Strategies for managing state on Rails

This may be obvious (either obviously simple or, on the other hand,
obviously a very hard problem), but I'm working on my first non-
trivial Rails app (well, web app in general for that matter) and I'm
running time and time again into the problem of managing client

On several pages, my app has some state that needs to be set at the
page level, but used to render the page and be used when AJAX code re-
renders parts of page (for instance, the app allows some fields to
manipulated with AJAX).

At first, I tried passing all the state through the links (i.e.
embedded the state in the URL), but this seemed both inefficient (I
have some reasonably large objects and we could only pass IDs through
the links, so I had to hit the DB again each time) and tricky to
manage - I found myself passing tons of state through links and it was
hard to manage it all.

So, I tried keeping it all on the server.
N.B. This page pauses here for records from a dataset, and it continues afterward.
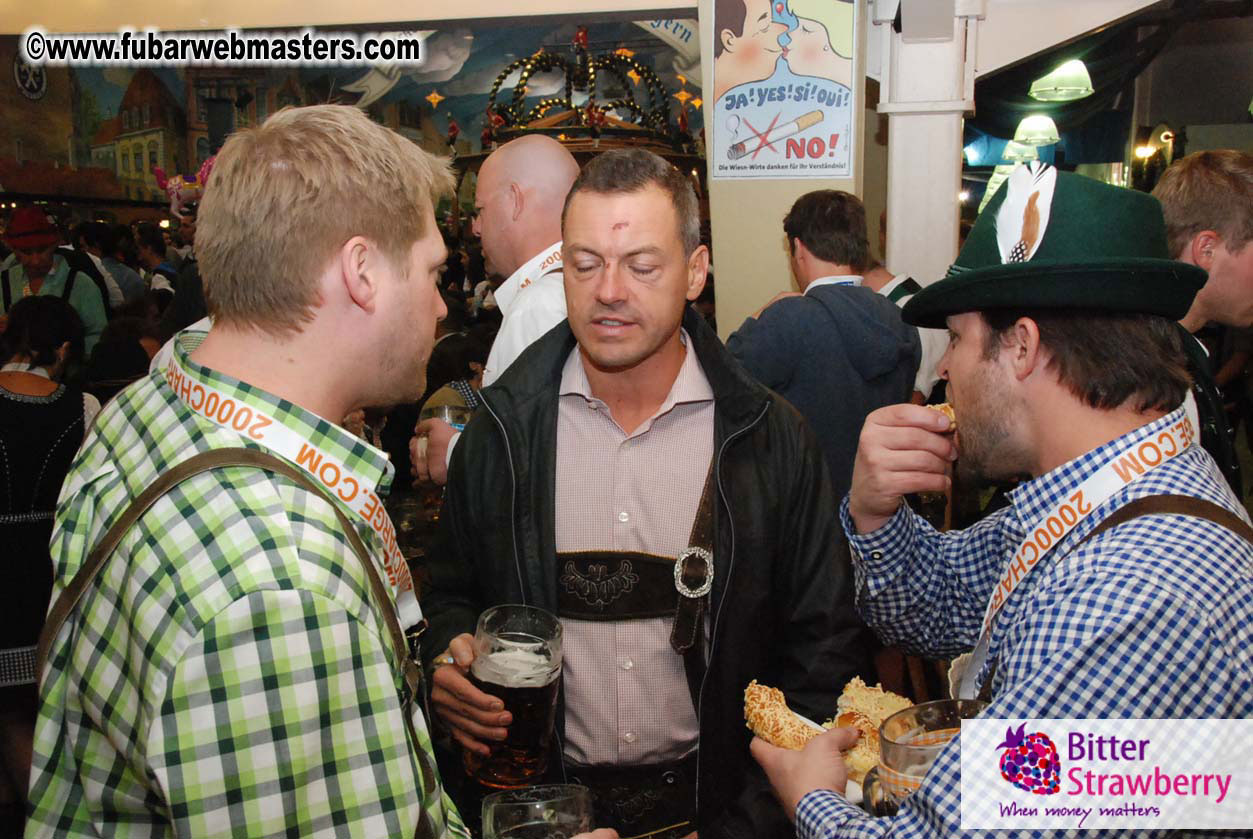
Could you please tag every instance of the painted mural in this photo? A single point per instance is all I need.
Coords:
(99, 132)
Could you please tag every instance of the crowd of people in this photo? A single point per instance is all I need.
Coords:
(212, 629)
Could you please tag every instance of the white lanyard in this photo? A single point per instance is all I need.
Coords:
(545, 262)
(1139, 456)
(249, 421)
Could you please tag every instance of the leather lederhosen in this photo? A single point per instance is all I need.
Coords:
(655, 800)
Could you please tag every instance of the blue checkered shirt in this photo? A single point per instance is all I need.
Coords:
(1152, 619)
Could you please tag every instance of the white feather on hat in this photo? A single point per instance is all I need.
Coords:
(1024, 214)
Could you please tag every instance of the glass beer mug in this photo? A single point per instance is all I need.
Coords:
(518, 658)
(909, 743)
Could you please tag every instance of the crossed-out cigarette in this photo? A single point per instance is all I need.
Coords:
(778, 133)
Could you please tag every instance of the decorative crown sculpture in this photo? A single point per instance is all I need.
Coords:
(594, 120)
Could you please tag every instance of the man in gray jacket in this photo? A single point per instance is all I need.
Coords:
(837, 350)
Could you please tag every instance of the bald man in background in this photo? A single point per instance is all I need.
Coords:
(519, 195)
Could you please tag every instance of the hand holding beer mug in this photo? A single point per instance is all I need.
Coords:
(909, 743)
(514, 661)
It was efficient, much
easier to manage (I could set some state at the controller level, and
access it anywhere). Unfortunately, it has created some nasty bugs
(since I have to track down what weird state the app is in) and
doesn't work when a user users the page in multiple windows/tabs
(since the state gets all mixed up between instances).

I've been reading up on REST as well as continuation-based servers
(which, from my limited understanding and very roughly speaking, very
intelligently store user state on the server), which leads me to
believe I should try one of the following strategies:

1. Try to be as RESTful as possible and ditch all server-side state. I
think the best approach would be to have some object that encapsulates
all the data that needs to be encoded in the URLs and has helpers to
write URLs for me (i.e has specialized versions of link_to, etc).
2. Keep the server-side state, but make it a lot smarter - able to
handle multiple tabs/windows from the same user simultaneously

How have others handed storing user state in their apps? Are there
strategies/gems/plugins/design patterns that people have used to
successfully implement option 1 or 2 above?


Read up on sessions.

A session follows the user. You can have it on the server in the
database, on the server in a file or in the client's browser as a
cookie. All have their plus points and drawbacks. The cookie method
is the easiest one to set up on Rails 2.0.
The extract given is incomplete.